De advocaat-generaal heeft gevorderd dat het hof het vonnis van de politierechter zal vernietigen, het geschatte wederrechtelijk verkregen voordeel zal vaststellen op € 9.000,00 en een hoofdelijke betalingsverplichting zal opleggen van € 9.000,00.
De verdediging heeft bepleit dat het hof de ontnemingsvordering zal afwijzen nu de betrokkene geen voordeel heeft gehad van hennepteelt.
Vonnis waarvan beroep
Het vonnis zal worden vernietigd omdat het hof zich daarmee niet kan verenigen.
Door het hof gebruikte bewijsmiddelen [1]
Het hof grondt zijn overtuiging dat de betrokkene voordeel heeft verkregen op de hierna te vermelden (en in de voetnoten genoemde) wettige bewijsmiddelen en ontleent aan de inhoud daarvan tevens de schatting van bedoeld voordeel.
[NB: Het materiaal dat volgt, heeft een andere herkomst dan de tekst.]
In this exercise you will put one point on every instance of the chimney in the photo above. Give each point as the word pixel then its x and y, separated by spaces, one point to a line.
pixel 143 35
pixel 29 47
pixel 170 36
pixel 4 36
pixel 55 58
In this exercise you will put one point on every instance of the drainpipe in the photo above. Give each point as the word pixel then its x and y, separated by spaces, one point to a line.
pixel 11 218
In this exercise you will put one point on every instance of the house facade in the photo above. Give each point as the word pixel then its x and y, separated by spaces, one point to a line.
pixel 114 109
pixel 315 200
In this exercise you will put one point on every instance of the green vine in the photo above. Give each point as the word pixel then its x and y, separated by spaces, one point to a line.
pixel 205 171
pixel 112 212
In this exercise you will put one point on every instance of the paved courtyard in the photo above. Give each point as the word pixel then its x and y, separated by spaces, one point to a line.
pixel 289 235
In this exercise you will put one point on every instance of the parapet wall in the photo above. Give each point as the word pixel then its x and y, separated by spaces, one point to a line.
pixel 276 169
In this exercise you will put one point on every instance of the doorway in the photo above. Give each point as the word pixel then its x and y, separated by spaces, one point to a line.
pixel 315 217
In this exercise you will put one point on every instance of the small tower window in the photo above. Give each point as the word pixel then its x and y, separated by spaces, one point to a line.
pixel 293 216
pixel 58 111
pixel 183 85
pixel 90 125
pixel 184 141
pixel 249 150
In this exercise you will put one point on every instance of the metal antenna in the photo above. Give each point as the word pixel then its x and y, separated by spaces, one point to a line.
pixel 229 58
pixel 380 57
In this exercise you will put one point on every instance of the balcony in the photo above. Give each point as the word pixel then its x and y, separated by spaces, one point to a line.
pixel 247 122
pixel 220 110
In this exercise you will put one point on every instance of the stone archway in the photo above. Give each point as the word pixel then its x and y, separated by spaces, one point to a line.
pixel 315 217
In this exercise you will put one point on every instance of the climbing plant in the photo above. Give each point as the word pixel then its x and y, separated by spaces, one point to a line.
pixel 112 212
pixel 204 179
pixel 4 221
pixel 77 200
Schatting van de hoogte van het wederrechtelijk verkregen voordeel
De betrokkene is bij arrest van dit hof van heden, 18 augustus 2021, met het parketnummer 20-002571-18 veroordeeld tot straf ter zake van (onder meer) het opzettelijk telen van 168 hennepplanten in de periode van 29 april 2015 tot en met 22 juli 2015.
De wettelijke grondslag
Het hof ontleent aan de inhoud van voormelde bewijsmiddelen het oordeel dat de betrokkene door middel van het begaan van het onder 1 bewezenverklaarde feit, te weten het opzettelijk telen van 168 hennepplanten in de periode van 29 april 2015 tot en met 22 juli 2015, een direct voordeel uit het strafbare feit als bedoeld in artikel 36e, tweede lid, van het Wetboek van Strafrecht heeft genoten.
Algemeen
Voor zover hierna wordt verwezen naar het BOOM-rapport wordt daarmee gedoeld op het rapport ‘
Wederrechtelijk verkregen voordeel hennepkwekerij bij binnenteelt onder kunstlicht’van het Bureau Ontnemingswetgeving Openbaar Ministerie, update d.d. 1 november 2010.
Aantal oogsten
Gelet op de periode waarin ook de Enexis -netmetingen zijn verricht, alsmede de periode waarover Enexis schade heeft gevorderd, gaat het hof hierna bij de voordeelberekening uit van één oogst. [2]
Opbrengst hennep
Uit het dossier volgt dat er 168 potten zijn aangetroffen. [3] De totale oppervlakte van de beplanting was 6,8 m2. [4] Per m2 stonden derhalve ongeveer (168 / 6,8 ≈ ) 25 planten.
Ingevolge het BOOM-rapport levert dit dan een opbrengst per plant op van 23,0 gram hennep op. In totaal is de opbrengst derhalve (168 x 23,0 gram =) 3.864 gram hennep.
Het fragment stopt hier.